The showiest statement was his endorsement of the National Infrastructure Commission’s (NIC) vision for the Cambridge-Milton Keynes-Oxford corridor. The NIC was established to make recommendations for projects based on solid evidence and it is promising that this appears to be working. The Budget’s announcement of a one year extension to the National Productivity Investment Fund, worth £7 billion, is also welcome.

But there was no mention of what will replace funding from the European Investment Bank after Brexit. The Budget also neglected to say when the Government will publish a new private finance ‘pipeline’. Announced in the 2016 Autumn Statement, this was meant to provide investors with details of future private finance requirements. We understand that an improved version of the existing pipeline will be published next month, but it’s questionable whether this will be enough.

Housing

Stepping onto one of the hottest battlegrounds, the Chancellor proposed to build 300,000 new houses a year, a 40% jump on current rates, partly through building five new garden towns. But this target will be hard to reach given Green Belt protections. A new Institute for Government infrastructure report next week will look at how to win public support for such contentious projects.

Public services

The £2.8 billion boost for the NHS over three years is not nothing - but is well short of the £4 billion boost its chief executive Simon Stevens wanted for the current year, and it will run out in 2020. Hammond said he would countenance pay rises for some NHS staff but not all.

Of the new capital spending, £2.6 billion goes to the Sustainability and Transformation Partnerships - badly needed to turn them into real vehicles for change. However, to meet the recommended £10 billion investment outlined in the independent Naylor Review, the Government still needs to find more than £5 billion through property disposal and private investment. 

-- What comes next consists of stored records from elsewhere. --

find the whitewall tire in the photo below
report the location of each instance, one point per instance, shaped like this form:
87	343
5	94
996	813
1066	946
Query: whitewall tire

Schools got a small funding boost for maths and computer science teachers, a sensible response to shortages. But other services under clear strain, such as prisons, did not get a mention. Last week’s announcement that the social care green paper has been pushed back to summer 2018 raises questions about the Government’s ability to grasp this issue.  

Nations, regions, cities

Metro mayors are winners from this Budget. The six combined authorities with metro mayors will receive half of a £1.7 billion fund to support intra-city transport, with the rest up for competition between other cities. There is also £300 million to ensure HS2 can accommodate future “Northern Powerhouse” and Midlands Connect services and £337 million to replace the Tyne and Wear Metro’s 40-year-old rolling stock. Greater Manchester gets £243 million from the Transforming Cities Fund to develop a local industrial strategy.

The Government is “‘minded to”’ pursue a devolution deal with North of Tyne as well as exploring further devolution to Liverpool City Region and the Tees Valley, and has agreed a further devolution deal in principle with the West Midlands Mayor on housing, skills and transport.

The Chancellor’s decisions on new spending in England have knock-on consequences under the Barnett Formula, hence the rise in the Scottish Government budget of £2 billion through to 2020-21, the Welsh Government budget of £1.2 billion and £660 million more to the Northern Ireland Executive.

Digital revolution

The most significant pledges were on education. Although the talk was big, the sums were small - £20 million will go to Further Education colleges for the new technical-level qualification, while the Chancellor promised “maths for everyone”. There were showy but small contributions to a new advisory body, the Centre for Data Ethics and Innovation. And the Chancellor announced a new Geospatial Commission, plus £385m to develop 5G mobile networks and full-fibre broadband.

Tax planning

Virtually all the revenue raising measures come through tax avoidance measures, exactly as George Osborne and Gordon Brown did when under pressure. In Hammond’s Budget, these measures will eventually raise about £1.5 billion a year - though such figures are highly speculative. Anti-avoidance often yields less tax than officials hope when announcing them.